Capstone — SDA Observation Partition Layout

Module: Data Lakes — M03: Partitioning and Clustering Estimated effort: 1–2 weeks of focused work Prerequisite: All three lessons in this module completed; all three quizzes passed (≥ 70%). The Module 2 capstone (mission archive table) is the substrate this module extends.


Mission Briefing

From: SDA Platform Lead, Cold Archive

ARCHIVE BRIEFING — RC-2026-04-DL-003
SUBJECT: SDA observation table partition + clustering layout for the
         analyst workload.
PRIORITY: P1 — direct dependency for Q3 SDA dashboard rollout.

The SDA observation table now holds 18 months of fused observation data — roughly 8 TB compressed, 40,000 partitions if we use the proposed (mission, day) layout, 250,000 data files at current row-group sizing. The analyst workload against this table has been measured for six weeks; we have a query log of 3,200 representative queries with their predicates and the columns they project.
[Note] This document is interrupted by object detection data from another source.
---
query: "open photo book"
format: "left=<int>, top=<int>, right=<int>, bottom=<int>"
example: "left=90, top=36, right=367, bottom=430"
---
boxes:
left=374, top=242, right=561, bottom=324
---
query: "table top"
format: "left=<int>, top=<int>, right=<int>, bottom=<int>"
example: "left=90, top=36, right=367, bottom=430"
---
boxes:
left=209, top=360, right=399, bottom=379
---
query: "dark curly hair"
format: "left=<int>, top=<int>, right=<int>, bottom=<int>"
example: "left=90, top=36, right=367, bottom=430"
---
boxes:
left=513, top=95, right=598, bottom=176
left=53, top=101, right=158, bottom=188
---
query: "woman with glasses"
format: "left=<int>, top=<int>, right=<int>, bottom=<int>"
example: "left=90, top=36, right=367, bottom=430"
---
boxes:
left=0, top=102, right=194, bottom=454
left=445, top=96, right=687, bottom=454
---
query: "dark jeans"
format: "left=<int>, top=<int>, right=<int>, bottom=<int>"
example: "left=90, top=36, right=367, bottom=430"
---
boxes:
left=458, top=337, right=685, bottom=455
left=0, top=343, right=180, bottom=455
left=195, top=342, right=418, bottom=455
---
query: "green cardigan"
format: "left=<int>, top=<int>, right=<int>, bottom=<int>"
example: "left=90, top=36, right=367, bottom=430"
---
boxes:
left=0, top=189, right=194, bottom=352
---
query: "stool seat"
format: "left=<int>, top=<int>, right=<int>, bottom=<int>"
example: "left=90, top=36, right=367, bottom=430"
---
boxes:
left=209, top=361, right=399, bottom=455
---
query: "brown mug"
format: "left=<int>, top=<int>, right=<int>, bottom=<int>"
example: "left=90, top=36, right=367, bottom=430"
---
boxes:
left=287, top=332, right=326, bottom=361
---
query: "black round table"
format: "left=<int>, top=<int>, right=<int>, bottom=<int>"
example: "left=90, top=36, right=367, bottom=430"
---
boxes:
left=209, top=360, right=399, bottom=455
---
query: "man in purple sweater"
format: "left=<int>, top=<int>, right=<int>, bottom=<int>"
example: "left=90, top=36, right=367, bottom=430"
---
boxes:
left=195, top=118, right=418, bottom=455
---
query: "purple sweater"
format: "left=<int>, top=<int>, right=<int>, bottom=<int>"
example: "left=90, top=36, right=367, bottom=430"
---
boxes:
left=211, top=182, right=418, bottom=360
The job: design the partition spec and clustering layout for the table, implement them on top of the Module 2 table format, demonstrate the pruning effectiveness on the measured workload, and produce a design document that the next operator can read and understand.

The design must hold up under the actual workload — not the workload we wish we had. The query log will tell you which predicates appear with what frequency. Your spec must serve those predicates well. Don't over-fit (the workload will shift), but don't ignore the data either.
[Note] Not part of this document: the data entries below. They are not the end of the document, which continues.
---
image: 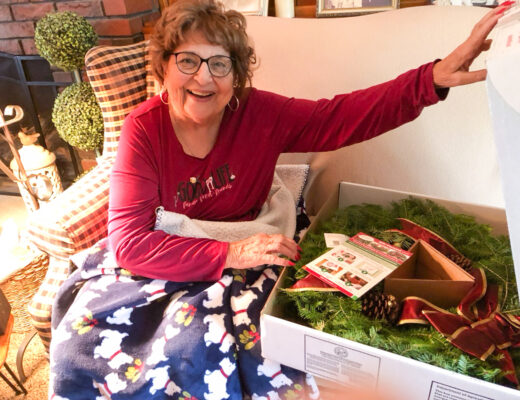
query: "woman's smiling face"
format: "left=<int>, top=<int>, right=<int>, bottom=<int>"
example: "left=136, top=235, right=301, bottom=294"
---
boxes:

Module 4 will add time-travel queries that work against this layout; Module 6's compaction will rewrite files into the chosen cluster order. Get the layout right; the rest of the track builds on it.


What You're Building

A Rust crate, artemis-partition-layout, that extends the Module 2 artemis-table-format with:

  • A PartitionSpec type and the transforms (Identity, Day, Month, Year, Bucket, Truncate) as described in Lesson 1, implementing Iceberg-spec-compatible computation.
  • A SortOrder type recording the cluster columns and ordering (NullsFirst/Last) for the table.
  • A lift_predicate function (Lesson 3) that turns source-column predicates into partition predicates per the transform's lifting rules. The function must produce safe conservative outputs for all (transform, op) pairs.
  • An extended writer that respects both the partition spec (file boundaries) and the sort order (row order within file) on commit.
  • An extended read_plan (Module 2 carry-forward) implementing all three pruning passes.
  • A benchmarking harness that takes a query log and produces a pruning-effectiveness report.

The deliverable includes the implementation, the integration tests, the benchmark against the measured workload, and the design document.


Functional Requirements

  1. Transform implementations. Identity, Day, Month, Year, Bucket(N), Truncate(width). Match the Iceberg spec for output values (Day = days since Unix epoch as int32; Bucket = (Murmur3(value) & Long.MAX_VALUE) % N; etc.).
  2. Predicate lifting. For each (transform, leaf_op) pair, implement the lifting rule. The output must be safe-conservative: never produces a partition predicate that excludes a partition where the source predicate could match. Unsupported pairs return AllPartitions (no lifting).
  3. Write-side partition splitting. A RecordBatch is split into per-partition-tuple sub-batches before being handed to the Parquet writer. Each output Parquet file contains rows from exactly one partition tuple.
  4. Write-side sort order. Within each partition's data files, rows are sorted by the table's sort order. For Z-order clustering, the writer computes Z-order keys and sorts by them. For lexicographic sort orders (defined in SortOrder), the writer uses arrow::compute::lexsort.
  5. Read planning, all three passes. Pass 1 prunes manifests by partition summary; Pass 2 prunes files by column statistics; Pass 3 prunes row groups via Parquet footers. Pass 3 happens in the Parquet reader; the table format hands the reader the file list and the predicate.
  6. Pruning-summary instrumentation. The planner returns a ScanPlanSummary with counts at each pass (manifests_total, manifests_kept, files_total, files_kept, row_groups_total, row_groups_kept).
  7. Benchmark harness. A binary partition-bench that takes a query log (TSV: query_id, predicate JSON, projected columns) and produces a report with the pruning ratios for each query plus aggregate statistics.

Acceptance Criteria

Verifiable (automated tests must demonstrate these)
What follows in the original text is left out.